Last Updated March 4, 2021 2:52 PM
Samantha Chang
Last Updated March 4, 2021 2:52 PM

By CCN.com: The US stock market could fall prey to deflation and tumble into a full-blown bear market in 2019. That’s what Yale University professor Robert Shiller, a Nobel Prize-winning economist, said at the 2019 World Economic Forum in Davos, Switzerland.

Shiller says the Dow Jones has been recovering from its plunge in late-2018, but there’s still a risk of a major downturn ahead.

“I’m not confident of my ability to predict, but I think there’s a risk (of a bear market in 2019),” Shiller told CNBC  on Jan. 23 (video below). “I categorize risks in terms of ‘narratives.’ And this bear-market narrative has taken a strong hold.”

There is a feeling that the stock market might be due for some deflating now because it’s been a long time. We’ve seen some hints of it. And we haven’t seen the real deflation yet.

Robert Shiller: ‘Narratives’ Feed the Bears

Shiller ― who won the Nobel Prize for economics in 2013 ― is famous for his work in spotting financial bubbles. He underscored that his bearish outlook is based on psychology and media “narratives” ― and is not based on market fundamentals.

Shiller claims “narratives” played a major role in causing previous US recessions in 1920, the 1930s, and 2007-2009.

I have this quarrel with economists about fundamentals. I’m writing a book on ‘narrative economics,’ and think it is stories that drive markets more than fundamentals.

So basically, Shiller is predicting a bear market while writing a book about how “bear-market narratives” can actually trigger them.

El-Erian: Let’s Not Talk Ourselves into a Recession

Robert Shiller is echoing the sentiments of other noted economists. They warn that recessions and bear markets can become self-fulfilling prophecies.

Since these other economists have real-world experience with money and aren’t academics who only traffic in theory, one could argue that their assessments might be more reliable.

For example, Mohamed El-Erian — the chief economic adviser at German mega-bank Allianz — warned that the media hysteria about a recession could actually trigger one.

“I’m stunned by all this talk of recession,” El-Erian told CNBC  in December 2018 (video below).

We’ve got to be careful because we can talk ourselves into a recession.
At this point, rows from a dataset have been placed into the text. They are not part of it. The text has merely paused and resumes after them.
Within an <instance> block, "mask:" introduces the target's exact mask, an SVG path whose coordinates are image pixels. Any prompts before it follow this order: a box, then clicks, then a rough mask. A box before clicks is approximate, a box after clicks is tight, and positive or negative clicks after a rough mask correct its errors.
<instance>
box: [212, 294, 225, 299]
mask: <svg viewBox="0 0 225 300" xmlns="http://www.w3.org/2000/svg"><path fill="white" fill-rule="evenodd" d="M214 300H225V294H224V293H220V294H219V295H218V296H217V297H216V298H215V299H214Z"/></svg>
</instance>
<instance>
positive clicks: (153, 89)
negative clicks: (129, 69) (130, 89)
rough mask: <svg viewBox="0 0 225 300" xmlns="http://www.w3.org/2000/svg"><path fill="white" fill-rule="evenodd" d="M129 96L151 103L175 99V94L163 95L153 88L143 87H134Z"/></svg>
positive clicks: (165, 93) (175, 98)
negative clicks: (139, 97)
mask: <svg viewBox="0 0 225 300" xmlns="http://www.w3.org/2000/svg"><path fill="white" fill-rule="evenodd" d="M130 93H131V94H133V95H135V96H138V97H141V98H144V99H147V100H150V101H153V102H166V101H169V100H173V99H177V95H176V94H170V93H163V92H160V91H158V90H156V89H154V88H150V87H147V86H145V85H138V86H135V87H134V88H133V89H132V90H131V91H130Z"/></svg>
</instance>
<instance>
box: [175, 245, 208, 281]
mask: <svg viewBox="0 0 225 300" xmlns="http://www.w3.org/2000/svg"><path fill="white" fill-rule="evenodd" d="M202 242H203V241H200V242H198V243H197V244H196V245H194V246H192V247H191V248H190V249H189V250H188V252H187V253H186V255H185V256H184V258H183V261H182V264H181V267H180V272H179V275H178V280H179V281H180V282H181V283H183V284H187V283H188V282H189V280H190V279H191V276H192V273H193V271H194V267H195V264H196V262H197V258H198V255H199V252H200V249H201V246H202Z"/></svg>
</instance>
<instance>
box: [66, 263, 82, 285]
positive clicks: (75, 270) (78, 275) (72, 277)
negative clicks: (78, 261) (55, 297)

That’s how bad technicals become bad economics.

Mohamed El-Erian said the stock market would remain volatile in 2019 due to financial uncertainty in Europe and China, but there’s no real concern that the United States will tumble into a recession.

“[A recession is] certainly not becoming a reality,” El-Erian said. “The global economy has become more uncertain — not because of the US, because the US is doing fine — but because of Europe and China.”

JPMorgan’s Jamie Dimon: Keep Calm and Carry on

Similarly, Krishna Memani — the chief investment officer at OppenheimerFunds — also laughed off talk of an impending recession.

Memani says the US economy is slowing down a bit, but will still grow above 2%. Moreover, Memani says fears of a US recession that will drag down the global economy is overblown. He doesn’t expect to see a US recession for at least five more years.

“There is no recession imminent — I think five more years is what we are talking about,” Krishna said.

JPMorgan CEO Jamie Dimon also says a global recession is not coming, so everyone needs to “take a deep breath” and calm down.

“It looks to me like a slowdown [not a recession],” Dimon said. “The United States is still growing, at 2.5%…People [should] take a deep breath.”